The order also prohibits the defendants from destroying or altering books and records. The judge set a hearing date for 30 July 2012.

The order arises from a CFTC federal court enforcement action filed on 16 July 2012, charging the defendants with futures, foreign currency and options fraud, and misappropriation. The CFTC complaint also charges the defendants with making false statements to the National Futures Association (NFA). AGP and Wilkins are registered with the CFTC and are NFA members.

The complaint alleges that since at least March 2009 until at least 22 June 2012, defendant AGP — owned and operated by Leon, Rangel, and Wilkins — solicited approximately USD13m from approximately 198 participants who invested in two investment pools operated by AGP: The McKinley Fund and The Matterhorn Fund. These pools traded futures, options, and off-exchange forex contracts, according to the complaint.

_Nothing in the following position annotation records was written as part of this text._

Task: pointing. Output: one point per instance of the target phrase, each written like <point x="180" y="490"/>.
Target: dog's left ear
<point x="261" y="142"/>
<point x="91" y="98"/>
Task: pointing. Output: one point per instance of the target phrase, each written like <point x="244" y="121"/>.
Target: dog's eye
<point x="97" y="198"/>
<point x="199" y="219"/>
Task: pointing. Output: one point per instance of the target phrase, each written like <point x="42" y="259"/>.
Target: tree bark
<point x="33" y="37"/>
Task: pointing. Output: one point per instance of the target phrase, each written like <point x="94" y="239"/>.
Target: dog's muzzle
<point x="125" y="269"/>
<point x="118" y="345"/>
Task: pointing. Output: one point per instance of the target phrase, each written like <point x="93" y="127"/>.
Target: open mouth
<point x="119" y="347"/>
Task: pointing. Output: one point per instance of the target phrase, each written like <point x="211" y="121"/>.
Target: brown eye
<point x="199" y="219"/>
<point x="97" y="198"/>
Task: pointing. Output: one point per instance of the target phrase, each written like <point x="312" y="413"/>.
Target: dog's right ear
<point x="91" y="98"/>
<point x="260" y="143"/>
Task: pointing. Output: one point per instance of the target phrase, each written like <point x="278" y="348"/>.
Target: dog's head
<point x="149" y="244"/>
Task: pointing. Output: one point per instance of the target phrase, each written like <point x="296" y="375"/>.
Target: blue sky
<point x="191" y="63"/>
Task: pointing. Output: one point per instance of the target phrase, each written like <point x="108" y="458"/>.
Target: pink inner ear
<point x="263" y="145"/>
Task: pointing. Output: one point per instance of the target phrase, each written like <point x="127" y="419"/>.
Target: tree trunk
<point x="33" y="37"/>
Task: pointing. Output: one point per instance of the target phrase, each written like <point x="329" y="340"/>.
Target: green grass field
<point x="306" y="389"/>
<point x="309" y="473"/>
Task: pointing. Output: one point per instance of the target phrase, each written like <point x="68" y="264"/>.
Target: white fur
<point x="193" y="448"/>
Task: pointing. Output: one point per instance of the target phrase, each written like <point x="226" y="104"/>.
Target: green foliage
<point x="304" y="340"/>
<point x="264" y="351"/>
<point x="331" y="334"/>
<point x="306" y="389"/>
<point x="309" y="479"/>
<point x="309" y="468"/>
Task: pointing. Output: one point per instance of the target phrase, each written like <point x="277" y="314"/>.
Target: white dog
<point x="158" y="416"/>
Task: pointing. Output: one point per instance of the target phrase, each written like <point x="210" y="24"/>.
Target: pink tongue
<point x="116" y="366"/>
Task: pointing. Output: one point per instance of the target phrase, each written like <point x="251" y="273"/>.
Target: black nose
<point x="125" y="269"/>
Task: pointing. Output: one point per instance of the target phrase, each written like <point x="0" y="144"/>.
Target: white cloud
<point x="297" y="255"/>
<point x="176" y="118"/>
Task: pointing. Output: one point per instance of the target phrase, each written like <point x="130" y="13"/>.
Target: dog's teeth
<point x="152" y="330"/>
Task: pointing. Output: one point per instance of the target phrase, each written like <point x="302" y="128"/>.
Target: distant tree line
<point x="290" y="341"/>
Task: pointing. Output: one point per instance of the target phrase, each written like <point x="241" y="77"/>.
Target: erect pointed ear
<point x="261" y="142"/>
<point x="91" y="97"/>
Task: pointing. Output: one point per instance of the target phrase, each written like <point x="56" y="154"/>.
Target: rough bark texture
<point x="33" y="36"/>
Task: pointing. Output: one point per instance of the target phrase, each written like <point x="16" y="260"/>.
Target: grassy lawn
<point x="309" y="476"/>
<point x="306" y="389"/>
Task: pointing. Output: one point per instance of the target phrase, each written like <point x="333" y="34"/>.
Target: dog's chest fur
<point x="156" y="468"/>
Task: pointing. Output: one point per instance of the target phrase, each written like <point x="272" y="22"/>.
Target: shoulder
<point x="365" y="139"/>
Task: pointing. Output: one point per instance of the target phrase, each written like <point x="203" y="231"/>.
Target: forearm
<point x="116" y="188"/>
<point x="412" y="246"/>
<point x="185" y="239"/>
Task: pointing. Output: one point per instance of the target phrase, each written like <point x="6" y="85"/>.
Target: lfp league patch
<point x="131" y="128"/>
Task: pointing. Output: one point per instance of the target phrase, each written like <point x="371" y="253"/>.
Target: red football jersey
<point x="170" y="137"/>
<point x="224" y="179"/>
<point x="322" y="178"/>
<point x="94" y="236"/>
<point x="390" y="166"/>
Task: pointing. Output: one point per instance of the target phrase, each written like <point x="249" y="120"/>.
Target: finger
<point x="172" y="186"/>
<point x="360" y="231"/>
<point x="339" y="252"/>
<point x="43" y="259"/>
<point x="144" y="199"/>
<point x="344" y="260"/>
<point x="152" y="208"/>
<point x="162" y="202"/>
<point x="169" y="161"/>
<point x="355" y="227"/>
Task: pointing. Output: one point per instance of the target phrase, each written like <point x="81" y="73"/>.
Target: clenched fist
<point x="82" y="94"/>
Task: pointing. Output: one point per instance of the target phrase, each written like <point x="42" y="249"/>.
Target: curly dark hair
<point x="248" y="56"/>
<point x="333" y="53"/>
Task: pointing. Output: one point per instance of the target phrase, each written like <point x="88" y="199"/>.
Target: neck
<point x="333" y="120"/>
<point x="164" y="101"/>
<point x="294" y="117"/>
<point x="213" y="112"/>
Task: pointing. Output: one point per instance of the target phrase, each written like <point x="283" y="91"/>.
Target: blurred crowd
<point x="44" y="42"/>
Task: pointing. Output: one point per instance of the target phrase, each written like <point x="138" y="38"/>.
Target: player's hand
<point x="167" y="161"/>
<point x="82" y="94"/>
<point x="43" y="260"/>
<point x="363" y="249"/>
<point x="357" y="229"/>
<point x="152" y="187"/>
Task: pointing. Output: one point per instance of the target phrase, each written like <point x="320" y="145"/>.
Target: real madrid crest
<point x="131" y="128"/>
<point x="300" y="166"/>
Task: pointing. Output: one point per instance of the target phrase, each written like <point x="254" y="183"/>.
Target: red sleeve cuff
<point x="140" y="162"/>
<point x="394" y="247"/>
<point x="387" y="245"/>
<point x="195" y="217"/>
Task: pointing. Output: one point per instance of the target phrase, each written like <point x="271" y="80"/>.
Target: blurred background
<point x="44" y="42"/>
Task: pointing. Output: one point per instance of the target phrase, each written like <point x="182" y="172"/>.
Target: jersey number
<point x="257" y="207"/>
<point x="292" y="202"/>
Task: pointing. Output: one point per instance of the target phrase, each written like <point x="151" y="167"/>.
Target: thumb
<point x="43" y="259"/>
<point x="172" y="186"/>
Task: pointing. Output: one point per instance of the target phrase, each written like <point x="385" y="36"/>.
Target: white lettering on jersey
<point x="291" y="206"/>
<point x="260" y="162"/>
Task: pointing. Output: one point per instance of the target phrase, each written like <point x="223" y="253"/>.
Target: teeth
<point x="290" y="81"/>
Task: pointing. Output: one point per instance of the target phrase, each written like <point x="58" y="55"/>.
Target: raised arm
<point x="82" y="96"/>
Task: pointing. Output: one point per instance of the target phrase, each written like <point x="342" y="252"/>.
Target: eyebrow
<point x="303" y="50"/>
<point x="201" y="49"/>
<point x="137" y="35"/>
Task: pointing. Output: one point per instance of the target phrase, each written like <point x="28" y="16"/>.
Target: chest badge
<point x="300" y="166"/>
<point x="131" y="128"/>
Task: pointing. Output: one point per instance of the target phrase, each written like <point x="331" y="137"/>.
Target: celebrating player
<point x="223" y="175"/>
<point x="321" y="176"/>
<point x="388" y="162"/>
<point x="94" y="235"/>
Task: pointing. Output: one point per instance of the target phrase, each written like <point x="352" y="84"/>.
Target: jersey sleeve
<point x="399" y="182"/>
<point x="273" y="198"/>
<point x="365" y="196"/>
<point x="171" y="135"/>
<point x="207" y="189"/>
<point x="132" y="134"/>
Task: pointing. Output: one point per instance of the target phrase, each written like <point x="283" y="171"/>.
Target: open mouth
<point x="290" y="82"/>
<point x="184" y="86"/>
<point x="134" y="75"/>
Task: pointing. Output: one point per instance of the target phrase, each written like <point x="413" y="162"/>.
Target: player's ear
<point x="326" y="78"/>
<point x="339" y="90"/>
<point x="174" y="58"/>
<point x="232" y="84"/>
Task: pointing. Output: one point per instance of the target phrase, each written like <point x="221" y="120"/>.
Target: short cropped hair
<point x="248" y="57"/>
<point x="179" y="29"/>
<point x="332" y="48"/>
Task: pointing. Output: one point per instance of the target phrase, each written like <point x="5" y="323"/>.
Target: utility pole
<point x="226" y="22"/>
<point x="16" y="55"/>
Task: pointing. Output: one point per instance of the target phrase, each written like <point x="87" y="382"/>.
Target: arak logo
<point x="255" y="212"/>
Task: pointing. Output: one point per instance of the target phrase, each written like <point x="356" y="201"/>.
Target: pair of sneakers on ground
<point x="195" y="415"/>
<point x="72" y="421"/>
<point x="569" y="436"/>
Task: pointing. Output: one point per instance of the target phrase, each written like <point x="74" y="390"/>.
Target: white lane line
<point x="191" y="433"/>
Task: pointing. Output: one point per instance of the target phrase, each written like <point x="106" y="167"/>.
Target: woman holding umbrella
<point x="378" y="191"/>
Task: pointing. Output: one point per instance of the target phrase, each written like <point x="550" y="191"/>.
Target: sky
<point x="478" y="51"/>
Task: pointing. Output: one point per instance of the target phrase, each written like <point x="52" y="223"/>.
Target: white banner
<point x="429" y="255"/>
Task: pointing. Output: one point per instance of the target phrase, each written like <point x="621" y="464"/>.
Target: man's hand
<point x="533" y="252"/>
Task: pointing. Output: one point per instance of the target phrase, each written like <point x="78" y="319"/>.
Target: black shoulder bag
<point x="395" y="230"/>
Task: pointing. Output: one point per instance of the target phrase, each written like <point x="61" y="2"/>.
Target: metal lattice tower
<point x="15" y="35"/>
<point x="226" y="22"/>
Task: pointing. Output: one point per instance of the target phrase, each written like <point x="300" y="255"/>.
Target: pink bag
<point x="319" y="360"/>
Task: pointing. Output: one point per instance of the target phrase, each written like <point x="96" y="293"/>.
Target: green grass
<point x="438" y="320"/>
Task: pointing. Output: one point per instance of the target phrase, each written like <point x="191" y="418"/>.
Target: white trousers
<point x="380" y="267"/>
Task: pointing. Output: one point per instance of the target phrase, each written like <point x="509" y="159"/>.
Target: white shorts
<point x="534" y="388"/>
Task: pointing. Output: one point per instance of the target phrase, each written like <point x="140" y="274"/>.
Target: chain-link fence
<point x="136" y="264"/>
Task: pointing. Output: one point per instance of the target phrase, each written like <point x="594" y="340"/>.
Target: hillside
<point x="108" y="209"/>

The defendants allegedly misappropriated more than USD5.2m of pool funds, using the funds to cover AGP’s operating expenses, commission payments, travel, meals, entertainment expenses, USD140,000 in credit card payments for Leon’s wife, and at least one loan AGP made to Leon. The misappropriation also allegedly included the use of pool funds to pay “loans” and “advances” of approximately USD1,419,000 to Leon, USD615,000 to Rangel, and USD651,000 to Wilkins.

To perpetuate their fraud and misappropriation, the defendants allegedly prepared and distributed false quarterly account statements to pool participants that purported to show pool participants earning profits on their investments. According to the complaint, as of the quarter ending 31 March 2012, AGP issued quarterly statements to pool participants that, collectively, showed that the Matterhorn pool participants’ interests were approximately USD10m, and the McKinley pool participants’ interests were approximately USD6.5m.

However, in actuality, as of 31 March 2012, the value of all assets held by Matterhorn was approximately USD1m and the value of all assets held by McKinley was approximately USD2.2m, according to the complaint.

AGP and Wilkins allegedly attempted to hide their fraud from the NFA. During a June 2012 examination, AGP and Wilkins allegedly provided the NFA with several oral and written false statements in an attempt to conceal the defendants’ trading losses and misappropriation of pool funds. Notably, AGP and Wilkins provided the NFA with false balance sheets stating that, as of 31 March 2012, Matterhorn had a purported net asset balance of USD9.9m and McKinley had a purported next asset balance of USD6.5m, according to the complaint. Eventually, Wilkins admitted to NFA staff that AGP had been providing falsely inflated quarterly statements to Matterhorn and McKinley pool participants since 2009, according to the complaint.

In its continuing litigation, the CFTC seeks civil monetary penalties, restitution, rescission, disgorgement of ill-gotten gains, trading and registration bans, and preliminary and permanent injunctions against further violations of the federal commodities laws, as charged.